Beck returned to the area and booked a room at the Grand Hotel in Cincinnati, Ohio, just a short trolley ride across the river from Covington. On February 23, 1918, Anna met Beck at the hotel. She took baby Grace with her to that meeting, presumably, to leave with Beck for St. Louis. Anna, however, had a change of heart and refused to leave her husband and family to go with him. Overcome with grief and disappointment, Beck wrote a seven-page letter while Anna slept on the bed with her baby, and then shot Anna and killed himself. So ended the life of twenty-year old Anna Nix Riley.
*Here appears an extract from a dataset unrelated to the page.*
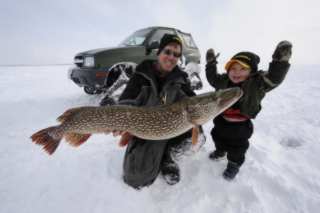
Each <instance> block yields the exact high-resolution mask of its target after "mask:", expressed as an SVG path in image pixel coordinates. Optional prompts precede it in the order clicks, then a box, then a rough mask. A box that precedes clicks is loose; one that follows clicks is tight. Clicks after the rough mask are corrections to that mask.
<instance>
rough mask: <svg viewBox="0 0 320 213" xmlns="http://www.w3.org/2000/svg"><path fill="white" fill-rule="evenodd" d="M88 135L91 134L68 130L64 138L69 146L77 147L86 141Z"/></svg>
mask: <svg viewBox="0 0 320 213" xmlns="http://www.w3.org/2000/svg"><path fill="white" fill-rule="evenodd" d="M90 136H91V134H79V133H73V132H70V133H66V134H65V139H66V141H67V142H68V143H69V144H70V145H71V146H75V147H78V146H80V145H81V144H83V143H84V142H86V141H87V140H88V138H89V137H90Z"/></svg>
Alice Rankin buried her daughter Anna at Evergreen Cemetery south of Newport, Kentucky. No headstone marks her grave. Wilford and his son, Henry, moved in with his parents in Dayton. Baby Grace disappeared from the record. No one in my family knows what happened to her.
Anna was no more than a twenty-year-old girl beaten down by the bleakness of a life marred by the death of two of her children, at least two catastrophic natural disasters, insurmountable poverty, and a world at war. All young girls dream of a better life. While Anna dreamed, she never experienced that. I cannot imagine how difficult her life must have been.